A ascensão do Die Spitz aconteceu em poucos anos, mas a história da banda começou muito antes da estreia nos palcos. Três das integrantes cresceram juntas no Texas e transformaram uma amizade de infância em um projeto que hoje figura entre os nomes mais comentados da cena alternativa. Com o lançamento de Something to Consume, primeiro álbum de estúdio do grupo, o quarteto de Austin consolida uma identidade que rejeita rótulos, combina influências de diferentes estilos e usa a música para discutir temas que vão da política às experiências pessoais.

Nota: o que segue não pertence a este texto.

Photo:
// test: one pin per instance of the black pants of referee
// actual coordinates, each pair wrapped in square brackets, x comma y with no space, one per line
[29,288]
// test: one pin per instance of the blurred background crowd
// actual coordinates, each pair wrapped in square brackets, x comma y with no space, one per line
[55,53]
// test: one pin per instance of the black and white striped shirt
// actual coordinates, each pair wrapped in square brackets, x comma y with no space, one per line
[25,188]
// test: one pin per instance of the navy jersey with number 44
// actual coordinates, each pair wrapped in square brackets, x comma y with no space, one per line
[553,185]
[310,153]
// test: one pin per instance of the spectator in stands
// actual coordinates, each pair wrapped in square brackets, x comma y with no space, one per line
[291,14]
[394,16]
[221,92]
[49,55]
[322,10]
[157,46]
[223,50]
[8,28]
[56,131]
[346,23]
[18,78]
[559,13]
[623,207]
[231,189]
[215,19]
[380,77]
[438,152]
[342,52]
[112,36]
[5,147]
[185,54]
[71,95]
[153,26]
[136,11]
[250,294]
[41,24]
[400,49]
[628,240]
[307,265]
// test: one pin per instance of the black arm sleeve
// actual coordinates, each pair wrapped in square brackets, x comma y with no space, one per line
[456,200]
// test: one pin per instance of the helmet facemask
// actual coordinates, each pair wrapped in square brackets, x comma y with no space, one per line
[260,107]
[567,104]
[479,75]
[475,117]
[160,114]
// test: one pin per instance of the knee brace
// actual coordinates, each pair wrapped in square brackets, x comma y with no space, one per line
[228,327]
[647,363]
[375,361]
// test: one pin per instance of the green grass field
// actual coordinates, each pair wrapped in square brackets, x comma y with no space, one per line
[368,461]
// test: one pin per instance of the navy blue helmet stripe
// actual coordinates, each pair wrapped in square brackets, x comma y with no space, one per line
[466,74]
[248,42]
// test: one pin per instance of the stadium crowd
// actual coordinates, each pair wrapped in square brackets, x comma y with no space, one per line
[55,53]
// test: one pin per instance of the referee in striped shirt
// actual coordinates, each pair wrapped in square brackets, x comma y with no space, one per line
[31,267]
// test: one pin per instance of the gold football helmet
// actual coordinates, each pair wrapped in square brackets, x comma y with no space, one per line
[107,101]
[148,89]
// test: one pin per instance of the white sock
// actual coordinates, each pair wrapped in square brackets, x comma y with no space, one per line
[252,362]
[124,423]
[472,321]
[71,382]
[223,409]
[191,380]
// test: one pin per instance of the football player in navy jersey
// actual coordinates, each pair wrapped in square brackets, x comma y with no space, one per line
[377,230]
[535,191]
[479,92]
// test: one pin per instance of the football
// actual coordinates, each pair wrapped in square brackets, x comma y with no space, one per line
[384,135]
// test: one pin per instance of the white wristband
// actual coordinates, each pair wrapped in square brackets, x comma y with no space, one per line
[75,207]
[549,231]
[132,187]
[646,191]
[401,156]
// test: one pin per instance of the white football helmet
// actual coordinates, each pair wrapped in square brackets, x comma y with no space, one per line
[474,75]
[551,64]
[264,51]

Formada por Eleanor Livingston, Ava Schrobilgen, Kate Halter e Chloe De St. Aubin, a banda ganhou projeção graças às apresentações ao vivo, marcadas por intensidade, troca constante de instrumentos e vocais divididos entre as integrantes. A química construída ao longo dos anos aparece também no processo criativo. As quatro participam da composição e defendem que cada música siga o caminho que considerar mais interessante, sem preocupação em manter uma sonoridade fixa.
Essa liberdade fica evidente em Something to Consume. O disco passeia por riffs inspirados no grunge, peso do heavy metal, passagens próximas ao shoegaze e explosões de punk rock. O grupo já afirmou que pretende ampliar ainda mais esse repertório nos próximos trabalhos, incluindo elementos eletrônicos nas futuras composições.
As letras também escapam de definições simples. Embora frequentemente associada ao movimento riot grrrl, a banda afirma que não pretende limitar sua narrativa às questões de gênero. As integrantes abordam vivências como mulheres, mas também escrevem sobre ansiedade, relacionamentos, frustrações, liberdade e conflitos sociais, refletindo experiências que consideram universais.
O crescimento do Die Spitz foi acompanhado por uma sequência de apresentações de destaque. Depois de conquistar espaço na cena de Austin, o quarteto chamou atenção em festivais, realizou sua primeira turnê pelo Reino Unido, passou pelo Download Festival e dividiu palco com artistas como Foo Fighters. A repercussão levou a banda a assinar com a Third Man Records, gravadora fundada por Jack White.
Apesar da rápida projeção, as integrantes dizem que a principal motivação continua sendo a mesma dos primeiros ensaios: tocar entre amigas e criar sem limitações. Essa dinâmica colaborativa, segundo elas, permite experimentar ideias de diferentes estilos sem perder a identidade construída em conjunto.
O resultado é um álbum de estreia que colocou o Die Spitz entre as principais apostas da nova geração do rock pesado. Com uma sonoridade que atravessa gêneros e uma postura que evita fórmulas prontas, a banda chega a um público cada vez mais amplo enquanto mantém a espontaneidade que marcou sua origem.